Models also showed “a pattern into early July that would be more favorable for heat, though again focused mostly on the northern U.S. as opposed to the key areas of the South,” Bespoke said.

While no individual region is on track to experience “extreme” heat, national gas-weighted degree days are projected to average above normal for the 15-day outlook, the forecaster said.

“Natural gas prices are close to unchanged so far this morning, although this is how the previous two days began as well before a very weak cash market sparked strong selling,” Bespoke said. “That is a risk again later this morning.”

The July contract has now dropped nearly 20 cents over the past three sessions, noted analysts at EBW Analytics Group.

“Even more clearly than on Monday, yesterday’s loss was directly attributable to collapsing cash market demand in East Texas and Louisiana hubs,” the EBW analysts said. “Support below $1.60 is likely to be tested again today. By pushing prices down to a multi-decade low, however, just a few days before hotter weather is expected to arrive, the market could be setting the stage for an extended rally.”

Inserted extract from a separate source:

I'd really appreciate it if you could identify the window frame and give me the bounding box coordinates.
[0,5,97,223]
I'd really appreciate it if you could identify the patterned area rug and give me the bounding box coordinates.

A rally would depend on “the intensity of late June and July heat” as well as whether liquefied natural gas (LNG) export demand can “stabilize at or near current levels,” the analysts said. “If feed gas flows continue to drop, even lower prices are possible.”

Meanwhile, looking ahead to Thursday’s Energy Information Administration storage report, Energy Aspects issued a preliminary estimate for an 83 Bcf injection for the week ending June 12. Even as LNG feed gas demand has been lackluster, the firm said it’s projecting a lighter injection based on a 2 Bcf/d week/week rise in power burns.

“That rise, with a continued slow recovery in industrial baseload, will offset an anemic average feed gas rate of 3.9 Bcf/d,” Energy Aspects said.

July crude oil futures were off 36 cents to $38.02/bbl at around 8:45 a.m. ET, while July RBOB gasoline was down fractionally to $1.1977/gal.